- Also known as: Ibo Cooper, Kingsley Michael Cooper
- Born: 14 January 1952 Spaldings, Clarendon, Jamaica
- Died: 12 October 2023 (aged 71) Saint Andrew Parish, Jamaica
- Genres: Reggae
- Occupations: Musician, composer, educator
- Instrument: Keyboards
- Years active: 1968–2023
- Formerly of: Third World, Inner Circle

= Michael Cooper (musician) =

Jamaican musician and educator (1952–2023)

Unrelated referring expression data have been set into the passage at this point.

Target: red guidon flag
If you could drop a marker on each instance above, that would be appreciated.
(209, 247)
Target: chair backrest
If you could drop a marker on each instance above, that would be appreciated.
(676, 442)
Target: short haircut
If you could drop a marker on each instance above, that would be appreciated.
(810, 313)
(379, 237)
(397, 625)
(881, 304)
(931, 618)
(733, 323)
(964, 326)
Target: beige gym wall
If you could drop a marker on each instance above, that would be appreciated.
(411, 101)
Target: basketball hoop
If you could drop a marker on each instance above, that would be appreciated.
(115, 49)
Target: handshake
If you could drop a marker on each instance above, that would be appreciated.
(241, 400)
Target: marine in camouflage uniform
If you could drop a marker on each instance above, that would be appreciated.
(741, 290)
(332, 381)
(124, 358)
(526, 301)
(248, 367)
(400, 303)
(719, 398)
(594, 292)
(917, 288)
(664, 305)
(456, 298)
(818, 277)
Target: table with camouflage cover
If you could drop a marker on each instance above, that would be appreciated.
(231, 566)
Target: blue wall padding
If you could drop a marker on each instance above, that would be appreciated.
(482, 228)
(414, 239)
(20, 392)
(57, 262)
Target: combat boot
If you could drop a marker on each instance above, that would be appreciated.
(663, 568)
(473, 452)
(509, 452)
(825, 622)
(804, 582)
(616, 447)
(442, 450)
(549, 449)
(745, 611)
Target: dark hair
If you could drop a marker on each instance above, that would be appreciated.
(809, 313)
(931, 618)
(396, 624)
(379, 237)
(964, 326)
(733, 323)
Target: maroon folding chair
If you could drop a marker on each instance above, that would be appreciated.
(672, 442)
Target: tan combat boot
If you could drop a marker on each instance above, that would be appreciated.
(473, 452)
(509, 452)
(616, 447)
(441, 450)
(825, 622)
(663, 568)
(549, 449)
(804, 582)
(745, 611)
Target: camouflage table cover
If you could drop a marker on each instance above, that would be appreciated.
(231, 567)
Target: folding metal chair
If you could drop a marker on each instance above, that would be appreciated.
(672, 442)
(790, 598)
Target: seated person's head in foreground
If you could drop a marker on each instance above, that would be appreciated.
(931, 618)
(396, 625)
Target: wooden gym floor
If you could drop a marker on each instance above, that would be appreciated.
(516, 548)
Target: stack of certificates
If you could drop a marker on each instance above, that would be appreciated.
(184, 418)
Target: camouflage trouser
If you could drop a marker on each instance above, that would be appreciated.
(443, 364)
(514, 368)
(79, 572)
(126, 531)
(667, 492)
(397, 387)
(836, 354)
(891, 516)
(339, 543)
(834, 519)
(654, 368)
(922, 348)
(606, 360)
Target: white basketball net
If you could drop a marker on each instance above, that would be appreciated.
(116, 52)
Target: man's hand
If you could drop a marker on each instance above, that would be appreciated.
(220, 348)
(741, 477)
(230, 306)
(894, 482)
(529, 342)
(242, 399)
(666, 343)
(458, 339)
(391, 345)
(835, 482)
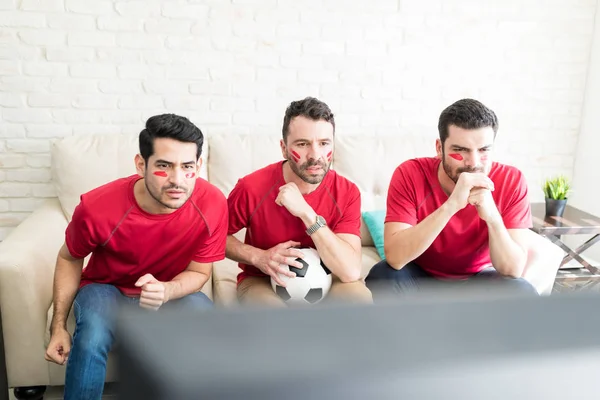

Michael "Ibo" Cooper OD (14 January 1952 – 12 October 2023) was an accomplished classically trained Jamaican musician and musical educator. He was member of the pop-band Inner Circle and founding member of the reggae band Third World. Third World was originally formed in 1973 by keyboardist Cooper and guitarist/cellist Steven "Cat" Coore. Both had received formal training at different music schools run by their aunt and mother respectively in Jamaica, and both had played around the Kingston reggae scene before joining the original lineup of Inner Circle around 1968, when they left to form their own band in 1973. They took Inner Circle's drummer Carl Barovier and lead singer Milton "Prilly" Hamilton. Colin Leslie was recruited from outside to be the bassist but was quickly replaced by Richard 'Richie' Daley. Barovier was replaced soon after by Cornell Marshall and later that year, the group made its live debut that year at a stage show at the Carib Theatre during Jamaica's Independence celebration. They played around the Kingston club scene and made a name for themselves as one of the few fully self-contained bands around. He also appeared with reggae artist Burning Spear.

In later years, he taught full-time as head of the Caribbean, Latin American and jazz department (Popular Music Studies) at the Edna Manley College of the Visual and Performing Arts in Kingston, Jamaica.

Cooper was appointed Officer of the Order of Distinction (OD) in 2005.

Cooper died from cancer on 12 October 2023, at the age of 71.